The odd planet was discovered orbiting what's known as a millisecond pulsar—a tiny, fast-spinning corpse of a massive star that died in a supernova.
Astronomers estimate that the newfound planet is 34,175 miles (55,000 kilometers) across, or about five times Earth's diameter.
In addition, "we are very confident it has a density about 18 times that of water," said study leader Matthew Bailes, an astronomer at the Swinburne Centre for Astrophysics & Supercomputing in Melbourne, Australia.
"This means it can't be made of gases like hydrogen and helium like most stars but [must be made of] heavier elements like carbon and oxygen, making it most likely crystalline in nature, like a diamond."
Partner Gave Pulsar a Superfast Spin
The new millisecond pulsar, dubbed PSR J1719-1438, lies about 4,000 light-years away in the southern constellation Serpens. Bailes and his team found the star during a pulsar survey using the radio telescope at Australia's Parkes Observatory.
A pulsar is a type of stellar corpse that emits powerful beams of radio waves from its poles. If these beams sweep across Earth's field of view as the star rotates, radio telescopes on Earth can detect the star's regular pulses.
A millisecond pulsar is thought to form when the pulsar is siphoning material from a companion star. The action of eating matter speeds up the pulsar's spin to hundreds of rotations a second.
So far it seems millisecond pulsars are rare, with only about a hundred found in the last 30 years. The study team found PSR J1719-1438 by using supercomputers to comb through almost 200,000 gigabytes of data—enough to fill more than 23,500 standard DVDs.
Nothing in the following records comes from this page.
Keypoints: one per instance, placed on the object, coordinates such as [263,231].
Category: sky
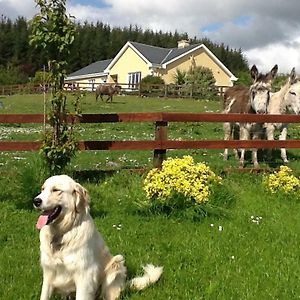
[267,31]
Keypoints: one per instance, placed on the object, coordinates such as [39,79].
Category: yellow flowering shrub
[282,181]
[180,177]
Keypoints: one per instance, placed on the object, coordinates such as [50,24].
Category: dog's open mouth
[48,216]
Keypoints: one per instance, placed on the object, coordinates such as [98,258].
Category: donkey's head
[292,96]
[260,89]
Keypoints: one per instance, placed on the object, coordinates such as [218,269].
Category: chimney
[183,44]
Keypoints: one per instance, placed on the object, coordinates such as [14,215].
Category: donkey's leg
[227,135]
[244,135]
[282,137]
[270,137]
[236,136]
[256,135]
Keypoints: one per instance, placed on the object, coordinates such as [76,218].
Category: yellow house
[135,61]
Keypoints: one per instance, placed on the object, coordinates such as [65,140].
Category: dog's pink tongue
[42,221]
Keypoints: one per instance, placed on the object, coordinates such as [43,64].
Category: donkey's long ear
[293,76]
[272,73]
[254,72]
[81,198]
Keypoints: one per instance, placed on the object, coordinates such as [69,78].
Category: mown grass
[221,256]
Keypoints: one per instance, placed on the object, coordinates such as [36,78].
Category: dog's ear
[81,198]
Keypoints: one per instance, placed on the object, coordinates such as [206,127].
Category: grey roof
[96,67]
[158,55]
[152,53]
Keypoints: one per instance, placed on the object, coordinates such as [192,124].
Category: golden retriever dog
[74,257]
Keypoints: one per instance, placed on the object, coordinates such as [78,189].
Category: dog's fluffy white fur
[74,257]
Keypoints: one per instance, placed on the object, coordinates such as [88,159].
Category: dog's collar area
[48,216]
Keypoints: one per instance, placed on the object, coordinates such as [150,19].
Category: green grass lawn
[221,256]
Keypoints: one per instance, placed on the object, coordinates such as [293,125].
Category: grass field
[221,256]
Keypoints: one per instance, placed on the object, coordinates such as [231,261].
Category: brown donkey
[244,100]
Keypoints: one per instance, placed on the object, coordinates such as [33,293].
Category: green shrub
[282,181]
[180,183]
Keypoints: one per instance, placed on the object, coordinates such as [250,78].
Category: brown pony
[107,89]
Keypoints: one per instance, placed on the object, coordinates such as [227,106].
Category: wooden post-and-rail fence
[161,143]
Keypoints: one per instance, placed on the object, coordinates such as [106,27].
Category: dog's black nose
[37,202]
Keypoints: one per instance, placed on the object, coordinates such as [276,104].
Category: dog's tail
[151,275]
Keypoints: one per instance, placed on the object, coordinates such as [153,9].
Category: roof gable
[93,68]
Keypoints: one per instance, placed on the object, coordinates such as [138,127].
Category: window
[133,79]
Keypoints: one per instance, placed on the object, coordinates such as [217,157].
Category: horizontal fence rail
[161,143]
The data show that the pulsar spins more than 10,000 times a minute. The astronomers also noticed that the star's radio pulses have an unusual modulation, which the team concluded must be due to the gravitational pull of a small orbiting object.
"Diamond" Planet a Stripped Dwarf?
About 70 percent of the known millisecond pulsars have orbital companions, but PSR J1719-1438 is only the second thought to have a planetary partner. That's probably because planets don't form around millisecond pulsars in the usual way, Bailes said.
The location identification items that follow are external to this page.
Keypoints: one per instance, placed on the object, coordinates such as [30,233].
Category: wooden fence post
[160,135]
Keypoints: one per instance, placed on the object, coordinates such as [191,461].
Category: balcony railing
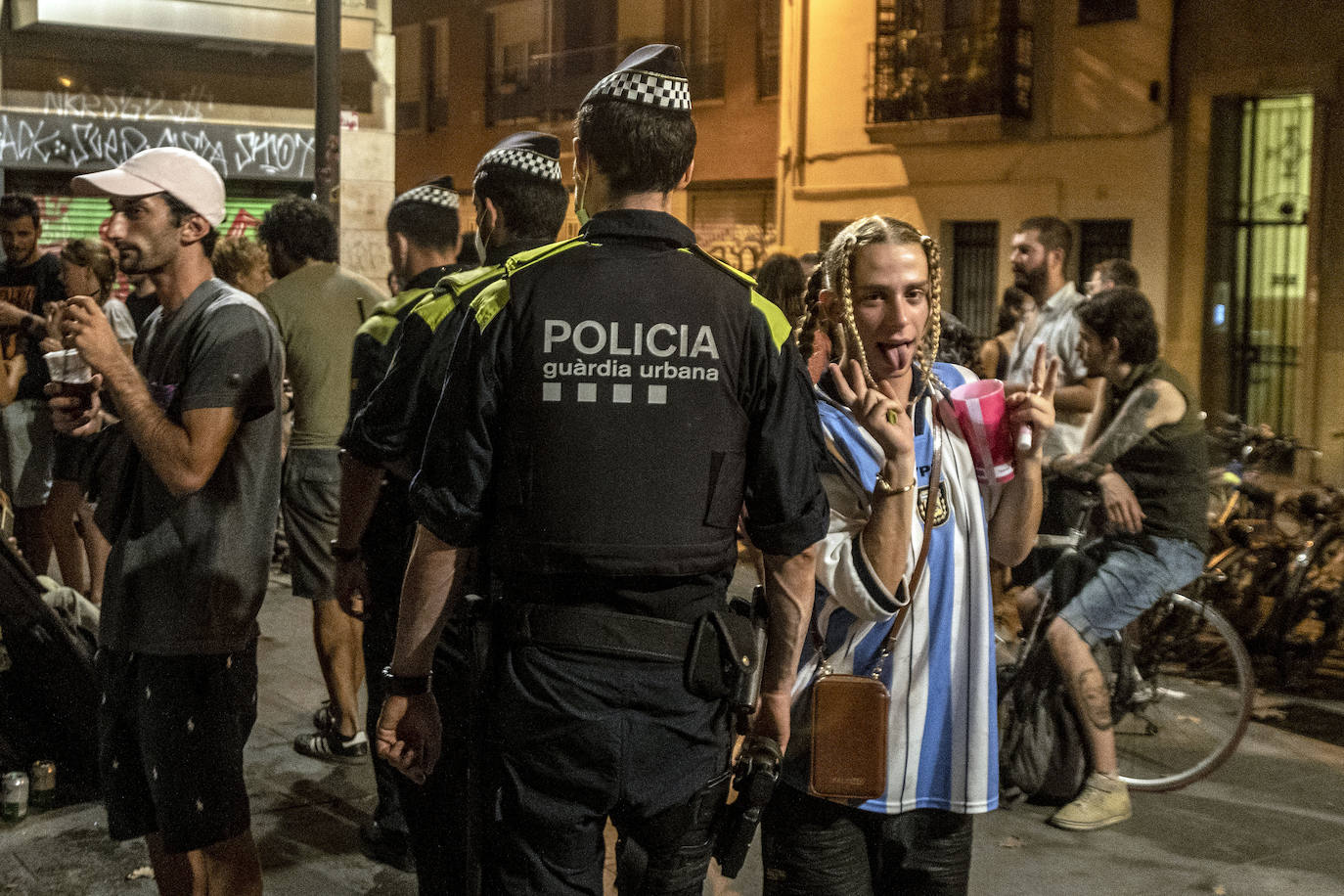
[951,74]
[552,86]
Astronomers think planets are created from dusty disks of material swirling around newborn stars. As this material orbits the star, gravitational interactions cause clumps to form, and the clumps build mass as they sweep through the disk.
By contrast, the new study hints that pulsars can strip material away from their companions until all that's left of the consumed star is enough mass for a planet-like object.
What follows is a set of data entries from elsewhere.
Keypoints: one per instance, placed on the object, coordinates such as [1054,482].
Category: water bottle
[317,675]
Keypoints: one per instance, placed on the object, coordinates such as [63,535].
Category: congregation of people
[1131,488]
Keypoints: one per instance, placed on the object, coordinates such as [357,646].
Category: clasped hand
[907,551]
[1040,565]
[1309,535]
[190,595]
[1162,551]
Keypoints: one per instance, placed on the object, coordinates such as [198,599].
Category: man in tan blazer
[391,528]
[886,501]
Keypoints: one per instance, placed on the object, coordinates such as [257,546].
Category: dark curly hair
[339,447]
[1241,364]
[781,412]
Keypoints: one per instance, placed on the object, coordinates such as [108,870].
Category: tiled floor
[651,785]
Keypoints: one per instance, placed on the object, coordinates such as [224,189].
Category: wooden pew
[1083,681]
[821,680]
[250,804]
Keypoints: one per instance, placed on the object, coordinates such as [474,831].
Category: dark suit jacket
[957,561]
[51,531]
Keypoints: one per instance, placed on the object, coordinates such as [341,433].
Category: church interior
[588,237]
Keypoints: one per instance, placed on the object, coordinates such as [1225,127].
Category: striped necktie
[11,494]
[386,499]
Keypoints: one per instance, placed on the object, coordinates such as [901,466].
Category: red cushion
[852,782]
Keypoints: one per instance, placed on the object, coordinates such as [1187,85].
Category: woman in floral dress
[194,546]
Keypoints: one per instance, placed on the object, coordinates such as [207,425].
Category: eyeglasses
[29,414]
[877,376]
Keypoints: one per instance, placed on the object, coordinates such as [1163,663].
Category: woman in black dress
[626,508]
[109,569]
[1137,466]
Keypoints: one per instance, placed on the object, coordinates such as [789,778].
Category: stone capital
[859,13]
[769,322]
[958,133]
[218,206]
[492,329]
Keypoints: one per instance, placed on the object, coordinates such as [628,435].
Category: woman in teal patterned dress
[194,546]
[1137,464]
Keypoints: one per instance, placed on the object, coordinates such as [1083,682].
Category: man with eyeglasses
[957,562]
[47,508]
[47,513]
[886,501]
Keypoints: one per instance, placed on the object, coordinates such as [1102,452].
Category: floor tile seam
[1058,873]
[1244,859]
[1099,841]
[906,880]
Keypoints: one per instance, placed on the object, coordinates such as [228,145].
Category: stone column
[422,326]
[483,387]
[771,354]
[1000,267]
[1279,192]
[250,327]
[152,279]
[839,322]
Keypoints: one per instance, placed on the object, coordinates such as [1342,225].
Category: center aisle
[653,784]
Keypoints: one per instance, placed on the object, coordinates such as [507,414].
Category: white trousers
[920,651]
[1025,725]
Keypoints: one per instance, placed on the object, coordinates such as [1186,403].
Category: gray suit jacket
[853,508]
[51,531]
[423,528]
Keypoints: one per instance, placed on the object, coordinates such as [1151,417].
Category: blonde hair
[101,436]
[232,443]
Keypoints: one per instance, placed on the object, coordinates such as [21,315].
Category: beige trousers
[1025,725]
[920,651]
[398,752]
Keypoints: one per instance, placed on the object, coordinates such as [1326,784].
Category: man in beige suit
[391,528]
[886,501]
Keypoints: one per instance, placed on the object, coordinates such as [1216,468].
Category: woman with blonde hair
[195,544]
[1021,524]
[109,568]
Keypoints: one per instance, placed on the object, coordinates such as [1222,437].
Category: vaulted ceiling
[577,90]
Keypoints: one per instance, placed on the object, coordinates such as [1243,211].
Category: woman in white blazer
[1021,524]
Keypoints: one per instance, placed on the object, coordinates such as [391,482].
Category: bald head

The newfound "diamond" planet probably formed from a white dwarf star—the core of a dead sunlike star—that was being stripped of matter by the pulsar. The leftover object likely represents just 0.1 percent of the white dwarf's original mass, Bailes said.
Based on their data, the team calculates that the planet orbits the pulsar in just two hours and ten minutes at a distance of about 372,822 miles (600,000 kilometers).
More Pulsar Planets Out There
Bailes and his team would now like to know exactly how rare their discovery really is.
In all likelihood, this weird method of planet production requires special circumstances that rely on the white dwarf companion having a particular mass and chemical composition.
But even if the diamond planet is a result of a perfect storm of special circumstances, there should be more such worlds out there, Bailes said.
"The most exciting aspect to me is that we've only processed a small fraction of space so far," he said. "With the new supercomputers coming online, we should be in a strong position to possibly make many more discoveries like this one."
The diamond planet is described in this week's issue of the journal Science.